If you're sending large files then you don't really need to worry about finding just an FTP method. The goal is to find a good service that transfers files efficiently and with little effort. Actually, the TCP/IP stack is universal but it's not always the fastest way to transfer files and it certainly isn't the easiest way. At broadband speeds who would want to go through the trouble anymore of making the transfer of a 52 MB file difficult?

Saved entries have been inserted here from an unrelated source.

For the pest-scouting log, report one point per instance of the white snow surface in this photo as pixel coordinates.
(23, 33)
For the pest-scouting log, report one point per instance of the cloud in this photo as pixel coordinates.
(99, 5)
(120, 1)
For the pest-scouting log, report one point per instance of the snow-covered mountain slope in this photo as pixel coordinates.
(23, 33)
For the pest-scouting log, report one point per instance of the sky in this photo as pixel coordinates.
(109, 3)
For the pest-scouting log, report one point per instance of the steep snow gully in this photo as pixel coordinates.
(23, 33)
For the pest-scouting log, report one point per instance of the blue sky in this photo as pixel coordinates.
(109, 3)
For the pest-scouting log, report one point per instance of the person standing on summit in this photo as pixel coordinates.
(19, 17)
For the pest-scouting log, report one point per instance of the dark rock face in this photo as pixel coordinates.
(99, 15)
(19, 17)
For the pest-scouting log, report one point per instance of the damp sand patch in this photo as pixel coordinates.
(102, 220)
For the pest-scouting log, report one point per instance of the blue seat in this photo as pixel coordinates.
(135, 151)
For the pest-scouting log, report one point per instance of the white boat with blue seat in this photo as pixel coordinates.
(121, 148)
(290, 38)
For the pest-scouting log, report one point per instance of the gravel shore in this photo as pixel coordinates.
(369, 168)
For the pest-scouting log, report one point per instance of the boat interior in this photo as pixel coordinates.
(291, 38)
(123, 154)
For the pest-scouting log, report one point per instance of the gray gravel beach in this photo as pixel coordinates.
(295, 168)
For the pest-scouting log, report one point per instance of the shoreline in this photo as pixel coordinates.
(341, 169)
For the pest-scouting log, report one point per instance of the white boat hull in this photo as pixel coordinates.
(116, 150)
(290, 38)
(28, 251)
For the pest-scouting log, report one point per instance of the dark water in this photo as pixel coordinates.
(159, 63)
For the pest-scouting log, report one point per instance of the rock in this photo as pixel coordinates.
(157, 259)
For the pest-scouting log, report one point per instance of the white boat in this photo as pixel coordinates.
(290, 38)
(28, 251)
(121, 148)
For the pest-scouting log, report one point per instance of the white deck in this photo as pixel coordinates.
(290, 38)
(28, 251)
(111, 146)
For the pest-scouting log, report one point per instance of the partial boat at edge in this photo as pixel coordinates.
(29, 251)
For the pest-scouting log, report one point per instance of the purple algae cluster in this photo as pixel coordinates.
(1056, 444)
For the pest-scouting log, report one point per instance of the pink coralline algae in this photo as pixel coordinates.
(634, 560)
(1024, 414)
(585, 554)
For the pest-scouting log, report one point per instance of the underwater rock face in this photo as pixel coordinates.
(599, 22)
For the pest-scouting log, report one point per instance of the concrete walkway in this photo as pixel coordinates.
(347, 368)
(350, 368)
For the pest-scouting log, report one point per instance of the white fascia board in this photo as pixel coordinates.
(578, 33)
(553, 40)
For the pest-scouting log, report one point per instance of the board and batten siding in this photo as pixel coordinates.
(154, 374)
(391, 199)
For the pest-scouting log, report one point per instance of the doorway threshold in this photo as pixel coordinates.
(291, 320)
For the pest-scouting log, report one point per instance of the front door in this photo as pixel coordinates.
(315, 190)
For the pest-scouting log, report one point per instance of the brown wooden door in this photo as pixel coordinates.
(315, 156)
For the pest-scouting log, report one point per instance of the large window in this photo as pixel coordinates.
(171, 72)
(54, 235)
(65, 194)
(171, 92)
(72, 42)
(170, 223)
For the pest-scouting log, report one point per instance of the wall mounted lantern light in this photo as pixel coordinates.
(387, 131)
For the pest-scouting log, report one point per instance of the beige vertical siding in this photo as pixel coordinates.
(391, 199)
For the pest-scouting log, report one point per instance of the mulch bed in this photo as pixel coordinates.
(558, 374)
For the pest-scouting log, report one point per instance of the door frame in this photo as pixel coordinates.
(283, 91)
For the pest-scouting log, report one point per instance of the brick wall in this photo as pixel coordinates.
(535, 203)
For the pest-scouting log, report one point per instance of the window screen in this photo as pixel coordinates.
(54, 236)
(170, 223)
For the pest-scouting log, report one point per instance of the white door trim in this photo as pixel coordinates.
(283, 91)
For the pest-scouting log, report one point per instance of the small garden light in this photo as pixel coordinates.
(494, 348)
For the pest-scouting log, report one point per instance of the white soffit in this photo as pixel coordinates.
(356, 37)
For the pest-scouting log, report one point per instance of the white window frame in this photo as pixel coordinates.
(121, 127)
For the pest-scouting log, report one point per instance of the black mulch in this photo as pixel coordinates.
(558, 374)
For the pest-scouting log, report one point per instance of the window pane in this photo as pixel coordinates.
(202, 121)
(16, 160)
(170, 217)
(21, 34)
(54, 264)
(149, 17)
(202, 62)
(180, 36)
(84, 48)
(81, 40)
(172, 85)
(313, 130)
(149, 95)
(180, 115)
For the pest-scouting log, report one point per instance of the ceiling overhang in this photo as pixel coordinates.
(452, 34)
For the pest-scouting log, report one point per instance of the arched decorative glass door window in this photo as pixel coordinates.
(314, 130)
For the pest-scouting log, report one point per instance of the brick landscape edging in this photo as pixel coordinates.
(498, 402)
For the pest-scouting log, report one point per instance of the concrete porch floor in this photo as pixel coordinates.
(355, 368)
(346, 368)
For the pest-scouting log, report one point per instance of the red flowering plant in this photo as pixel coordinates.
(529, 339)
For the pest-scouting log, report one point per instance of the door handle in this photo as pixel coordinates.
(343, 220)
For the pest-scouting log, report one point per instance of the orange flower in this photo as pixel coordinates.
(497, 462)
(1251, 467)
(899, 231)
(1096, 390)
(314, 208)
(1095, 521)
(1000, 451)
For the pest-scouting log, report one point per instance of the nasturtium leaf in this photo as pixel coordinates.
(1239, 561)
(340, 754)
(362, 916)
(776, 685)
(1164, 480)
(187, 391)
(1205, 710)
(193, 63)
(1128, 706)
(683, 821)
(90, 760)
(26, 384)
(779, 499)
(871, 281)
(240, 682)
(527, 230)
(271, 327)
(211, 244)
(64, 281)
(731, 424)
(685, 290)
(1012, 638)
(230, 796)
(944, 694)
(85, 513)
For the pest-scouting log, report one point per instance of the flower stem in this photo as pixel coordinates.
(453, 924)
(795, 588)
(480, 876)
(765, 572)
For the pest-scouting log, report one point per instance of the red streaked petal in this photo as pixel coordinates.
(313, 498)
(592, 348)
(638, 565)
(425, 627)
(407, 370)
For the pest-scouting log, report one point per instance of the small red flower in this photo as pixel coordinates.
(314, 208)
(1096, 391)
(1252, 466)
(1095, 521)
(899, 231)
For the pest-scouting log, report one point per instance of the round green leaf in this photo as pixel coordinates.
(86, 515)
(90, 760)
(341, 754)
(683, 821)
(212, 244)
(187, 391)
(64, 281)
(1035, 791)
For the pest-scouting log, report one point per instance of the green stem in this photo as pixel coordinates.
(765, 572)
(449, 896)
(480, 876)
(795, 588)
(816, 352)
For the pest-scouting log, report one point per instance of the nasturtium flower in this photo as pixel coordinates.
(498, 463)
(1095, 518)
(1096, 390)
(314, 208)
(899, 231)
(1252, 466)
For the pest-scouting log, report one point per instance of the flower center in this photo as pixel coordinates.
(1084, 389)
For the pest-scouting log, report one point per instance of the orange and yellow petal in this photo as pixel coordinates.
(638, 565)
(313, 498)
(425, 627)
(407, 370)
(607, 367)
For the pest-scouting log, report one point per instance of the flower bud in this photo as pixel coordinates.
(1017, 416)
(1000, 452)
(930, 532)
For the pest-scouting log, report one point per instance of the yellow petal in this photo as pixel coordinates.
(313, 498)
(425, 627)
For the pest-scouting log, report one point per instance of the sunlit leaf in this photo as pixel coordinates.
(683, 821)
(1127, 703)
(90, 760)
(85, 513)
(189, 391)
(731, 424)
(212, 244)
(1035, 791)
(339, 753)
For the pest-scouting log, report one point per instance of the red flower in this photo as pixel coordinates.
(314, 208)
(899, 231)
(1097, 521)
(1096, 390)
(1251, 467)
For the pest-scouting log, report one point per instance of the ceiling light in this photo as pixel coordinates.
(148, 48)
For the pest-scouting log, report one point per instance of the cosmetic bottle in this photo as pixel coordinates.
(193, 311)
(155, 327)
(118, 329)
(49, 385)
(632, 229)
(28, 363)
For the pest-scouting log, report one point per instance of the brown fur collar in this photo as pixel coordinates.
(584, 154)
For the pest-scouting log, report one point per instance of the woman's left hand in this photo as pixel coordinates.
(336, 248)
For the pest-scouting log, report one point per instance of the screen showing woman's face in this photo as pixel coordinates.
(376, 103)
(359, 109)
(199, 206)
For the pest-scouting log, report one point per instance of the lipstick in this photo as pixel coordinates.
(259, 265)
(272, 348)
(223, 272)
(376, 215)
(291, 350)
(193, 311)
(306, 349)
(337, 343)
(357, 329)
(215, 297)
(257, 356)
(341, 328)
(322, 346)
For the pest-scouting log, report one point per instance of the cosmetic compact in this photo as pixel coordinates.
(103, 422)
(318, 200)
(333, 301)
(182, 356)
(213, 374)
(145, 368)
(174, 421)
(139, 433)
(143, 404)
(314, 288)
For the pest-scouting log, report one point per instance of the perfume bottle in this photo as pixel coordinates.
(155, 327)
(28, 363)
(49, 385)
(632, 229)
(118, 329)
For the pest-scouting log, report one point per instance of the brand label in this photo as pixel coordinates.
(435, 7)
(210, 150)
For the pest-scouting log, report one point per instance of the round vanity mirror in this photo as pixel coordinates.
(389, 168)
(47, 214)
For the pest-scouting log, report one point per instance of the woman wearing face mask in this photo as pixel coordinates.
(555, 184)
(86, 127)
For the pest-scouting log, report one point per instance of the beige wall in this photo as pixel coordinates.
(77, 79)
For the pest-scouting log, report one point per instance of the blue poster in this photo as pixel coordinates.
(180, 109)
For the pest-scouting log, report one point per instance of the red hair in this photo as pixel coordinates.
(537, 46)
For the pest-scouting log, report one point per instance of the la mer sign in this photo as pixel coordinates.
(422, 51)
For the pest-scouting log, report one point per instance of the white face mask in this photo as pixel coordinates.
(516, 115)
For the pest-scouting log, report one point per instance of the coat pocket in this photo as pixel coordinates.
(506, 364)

Here are a couple more services I've found (in no particular order):
Download and Share ... BIG | Pando
MailBigFile : Send large files quickly & easily without clogging up your email.
YouSendIt - Send large files - transfer delivery - FTP Replacement


----------



## ChristopherPaul (Apr 3, 2008)

Semper Fidelis said:


> I don't understand how he mentioned FTP because posting the file to the shared servers takes too long. Usually if your server supports FTP then it supports http too and, if I'm going to share a large file on my server, I'll give it a web accessible address and just send that link. They both use TCP to transfer so it's mox nix.
> 
> If you're sending large files then you don't really need to worry about finding just an FTP method. The goal is to find a good service that transfers files efficiently and with little effort. Actually, the TCP/IP stack is universal but it's not always the fastest way to transfer files and it certainly isn't the easiest way. At broadband speeds who would want to go through the trouble anymore of making the transfer of a 52 MB file difficult?
> 
> ...



I see, thanks for the information. I am not too savy with FTP. I just thought of this, but I could have posted it to the teamsite (Sharepoint) and gave it an HTTP from which he could download it. That would have made more sense. But that is not considered "FTP" right or is it?


----------



## Semper Fidelis (Apr 3, 2008)

No, FTP is a protocol. It describes how the file transfer takes place. If posting it to Sharepoint was an easy option I would just do that since you have it. Whatever time you save in seconds by going through the whole FTP thing is wasted in efficiency.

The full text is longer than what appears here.